Pourtant, les deux problèmes bilatéraux principaux sont restés les mêmes au cours de la dernière décennie: l'élargissement de l'OTAN à l'ex-bloc soviétique et le bouclier antimissile.
«L'expansion de l'OTAN, c'est une politique d'endiguement de la Russie», estime Viktor Kremeniouk, directeur adjoint de l'Institut des États-Unis et du Canada de l'Académie russe des sciences, en référence à la politique américaine de containment à l'égard de l'URSS à la fin de la Seconde Guerre mondiale.
«Pourquoi les Américains font-ils cela, alors que nous nous sommes entendus sur tout, que nous avons signé tous les traités de non-prolifération? questionne-t-il. Veulent-ils contrôler la Russie en l'entourant, ou peut-être préparent-ils une nouvelle guerre contre elle? Je ne veux pas être moi-même paranoïaque, mais nous avons assez de paranoïaques ici pour nous poser cette question. Pour l'instant, personne n'a donné de réponse. Alors évidemment, on se demande si on doit croire les garanties que donne Washington.

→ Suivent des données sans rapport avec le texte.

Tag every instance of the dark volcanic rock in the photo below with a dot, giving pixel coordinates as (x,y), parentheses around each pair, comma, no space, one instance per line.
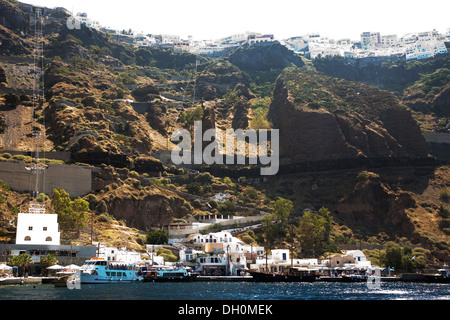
(264,57)
(347,135)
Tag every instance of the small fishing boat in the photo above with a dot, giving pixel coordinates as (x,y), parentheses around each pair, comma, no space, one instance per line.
(98,270)
(293,275)
(170,275)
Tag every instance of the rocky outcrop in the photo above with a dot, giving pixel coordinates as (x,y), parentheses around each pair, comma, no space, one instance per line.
(373,207)
(351,132)
(153,208)
(145,93)
(219,78)
(264,57)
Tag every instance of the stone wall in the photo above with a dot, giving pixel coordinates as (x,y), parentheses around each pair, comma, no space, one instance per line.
(75,180)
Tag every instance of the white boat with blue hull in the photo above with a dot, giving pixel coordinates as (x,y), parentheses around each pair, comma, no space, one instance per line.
(98,270)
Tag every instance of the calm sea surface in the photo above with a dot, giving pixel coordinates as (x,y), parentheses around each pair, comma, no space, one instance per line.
(229,291)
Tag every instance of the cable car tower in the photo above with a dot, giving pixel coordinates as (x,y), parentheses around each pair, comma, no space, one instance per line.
(36,168)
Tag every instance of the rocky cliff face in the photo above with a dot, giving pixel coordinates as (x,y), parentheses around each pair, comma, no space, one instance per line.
(264,57)
(218,78)
(349,124)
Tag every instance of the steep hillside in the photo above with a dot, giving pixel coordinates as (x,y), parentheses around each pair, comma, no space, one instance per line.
(337,123)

Et souvent, la réponse est négative», constate M. Kremeniouk.
«Au contraire de Bush, Obama n'est pas un aussi fervent partisan de l'adhésion de l'Ukraine et de la Géorgie à l'OTAN», note toutefois le politologue. «Il ne nie pas la possibilité qu'ils y adhèrent, mais il comprend que c'est compliqué, parce que l'Ukraine n'est pas prête à l'adhésion et que la majorité de sa population est contre. Pour la Géorgie, c'est tout simplement impossible, puisqu'elle est en conflit avec la Russie. L'inclure dans l'OTAN voudrait dire entrer en conflit avec la Russie, ce qui serait stupide.»
Relations de second ordre
Le climat pourrait se détendre sous Obama, mais de toute façon, il ne s'agit plus d'un problème de premier ordre pour la Russie capitaliste. Aujourd'hui, elle se préoccupe beaucoup plus de ses relations avec l'Europe et la Chine, ses principaux partenaires économiques.
Rien à voir avec l'époque soviétique bipolaire, où la moindre tension aurait pu déclencher une guerre nucléaire. «Dans ce temps-là, nous avions des problèmes très importants qui nous unissaient», souligne M. Kremeniouk.

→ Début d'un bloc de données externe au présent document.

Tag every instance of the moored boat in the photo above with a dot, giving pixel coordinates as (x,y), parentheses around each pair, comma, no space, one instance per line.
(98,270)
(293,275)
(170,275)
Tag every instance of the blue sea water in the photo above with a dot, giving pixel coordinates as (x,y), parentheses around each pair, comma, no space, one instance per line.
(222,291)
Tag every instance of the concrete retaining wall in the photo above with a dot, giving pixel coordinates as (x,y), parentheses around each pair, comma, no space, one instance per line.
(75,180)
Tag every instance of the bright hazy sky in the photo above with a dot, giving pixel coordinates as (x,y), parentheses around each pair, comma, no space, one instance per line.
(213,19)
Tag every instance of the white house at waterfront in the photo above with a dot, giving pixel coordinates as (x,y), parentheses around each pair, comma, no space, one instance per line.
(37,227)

L'inverse est tout aussi vrai. «Pour Obama, la Russie est un pays pas trop agréable, dirigé par une oligarchie, où il y a peu de démocratie, avec beaucoup de problèmes sociaux. Ce n'est pas un allié, mais c'est un pays avec qui il doit avoir des relations», explique M. Kremeniouk.
Hillary Clinton a confirmé cette analyse cette semaine. Devant la commission des Affaires étrangères du Sénat qui examinait sa candidature, la future secrétaire d'État a laconiquement déclaré qu'elle souhaite «des relations de coopération avec le gouvernement russe sur les questions d'importance stratégique, tout en défendant avec force les valeurs américaines et les normes internationales».